Lauren Goodman, MS, MFT

Vacationing With Teens

Why are vacations better for connecting with family than being home together? While there are many reasons, one is that we’re often unplugged. At home we go to different corners of the house and have personal screen time. On vacation we tend not to do that, and that time is really important.

Helping teens grow and families improve connection,
Lauren Goodman, MS, MFT

Tips for Disciplining a Teenager

Staying calm works a lot better than yelling.  Photo courtesy of freedigitalphotos.net.

Staying calm works a lot better than yelling.
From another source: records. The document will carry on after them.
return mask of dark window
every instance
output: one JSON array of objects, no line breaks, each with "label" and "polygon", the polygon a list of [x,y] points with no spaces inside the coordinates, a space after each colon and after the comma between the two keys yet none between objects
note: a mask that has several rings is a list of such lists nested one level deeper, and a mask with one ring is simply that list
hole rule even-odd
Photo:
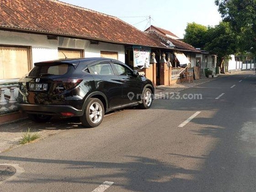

Photo courtesy of freedigitalphotos.net.

It’s hard to discipline a teen.  They definitely have a mind of their own, and are usually pretty good at arguing.  Here are some things to keep in mind based on what I’ve seen work with clients in my therapy practice.

 

1.  The consequence should make them think about what they did and not about being frustrated with you.  Many parents ground their kids or take away electronic devices whenever they feel their teenager needs discipline.  The problem with doing this in every situation is that while your teen is home grounded on Saturday night, it’s unlikely they are thinking about what they did to be home.  It’s much more likely they are resenting you for giving them that consequence.

 

2.  Allow natural consequences whenever possible.  Along the same vein as #1, allowing natural consequences teaches lessons.  It also enables you as the parent to empathize with your teenager while they are suffering the consequence.  Here’s an example: If your teenager gets a speeding ticket, have them pay for it, and pay for the increase in their insurance.  You will get to say to compassionately say to them, “Yah, it really does suck to get a speeding ticket.  I’m sorry you’re facing this.”  Don’t ground your teenager for a speeding ticket.  That doesn’t even make sense.  Nobody ever put you on house arrest for a driving violation.

 

3.  Follow through.  I have seen many, many parents say they will have certain consequences if a given thing occurs, but not follow-through with it.  This tells your adolescent that you can be bargained with.  If they see a benefit in trying to negotiate with you, you’re just opening the door for talking back and other disrespectful behavior.  If you’ve told them being home after curfew means they have to skip the next social event (a consequence that fits the crime), you have to stick to your guns.  It’s hard to do when the next social event is a big deal that they’ve been looking forward to for a long time.  It’s really tempting to alter your consequence in cases like that, but you just can’t if you want to be respected.

 

4.  Stay calm.  Once you start yelling they aren’t listening.  Are you giving consequences out of an emotional reaction, or to teach a lesson?  You really have to ask yourself this question and answer honestly.  It should always be to teach a lesson and/or protect your teenager.  Remember, you’re trying to raise a responsible adult and there are bound to be hiccups along the way.  Hiccups are okay as long as you’re helping your teenager work towards being a functional adult.  If you can stay calm they can still hear you.

 

5.  Don’t just focus on the negative.  Disciplining also means giving positive consequences when they’re due.  While your child always has behavior you can correct, they are doing a lot of things right too.  If you want them to keep doing those things, reward them for it.  A reward can be as simple as telling them you appreciate that they are such a loyal friend.  You don’t have to make a huge deal out of things and give them money, or take them out to a special dinner every time they do something good.  You just have to acknowledge what you see.  One of my favorite ways I’ve seen parents catch a teenager being good is when their child has followed curfew respectfully for quite a while, to tell the teen, “Next time you can stay out a half hour later.  This isn’t a permanent change, but I just wanted to let you know I’ve noticed how responsible you’ve been.”  That makes your teenager feel like a million bucks!

 

Yes, disciplining a teenager is a challenge.  However, if you feel like you’ve tried and tried without success, consider whether you’re just trying the wrong things.  When your teenager respects you because you know how to set up appropriate rules and limits, it leaves a lot more room for relationship and love between you.